イーゴールドはこの問題を、発行額と同等の金塊を保有することで解決しようとした。いわば現代の兌換紙幣で、利用者はインターネット上でバーチャルな金貨を購入するが、最終的には、それはイーゴールド社が保有している(はずの)金と交換できるのだ。

だがこの場合は、通貨を発行するイーゴールド社の信用が問題になる。会社が倒産してしまえば、仮想通貨は煙のように消えうせてしまうのだ。

ビットコインは、テツシ・ナカモトなる人物の論文に基づき、通貨の発行や決済を不特定多数のユーザーが行なうことで、民間会社が中央銀行のように振る舞う問題を解決した。決済は銀行を介さず当事者同士で完結し、マイナー(採掘者)と呼ばれるユーザーが高度な演算問題を解き、公開帳簿(ブロックチェーン)にその取引を追加すると報酬が支払われる。報酬目当てのマイナーが帳簿に履歴を積み上げるごとに新たな通貨が供給され、同時に複製に必要な計算量が大きくなって偽造が不可能になる。
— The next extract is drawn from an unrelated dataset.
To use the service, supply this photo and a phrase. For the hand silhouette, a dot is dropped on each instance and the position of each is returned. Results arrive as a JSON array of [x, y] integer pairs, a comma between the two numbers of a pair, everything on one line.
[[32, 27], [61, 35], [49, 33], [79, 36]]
金のような裏づけのないビットコインの信用は、通貨の発行を厳しく制限し希少性を担保する仕組みにある。特定の組織に頼らずオープンソースで通貨を発行するという独創が、この仮想通貨の新しさなのだろう。

今回の事件の真相はまだ明らかになっていないが、マウントゴックスの社長は、不正アクセスにより85万ビットコイン(470億円相当)と現金28億円が失われたと説明した。内部犯行説も根強いようだが、取引所に銀行業務や信託業務などすべての機能が集中しながらも、いかなる法律や規制にもしばられていないことを考えれば、こうしたトラブルもじゅうぶん予想できた。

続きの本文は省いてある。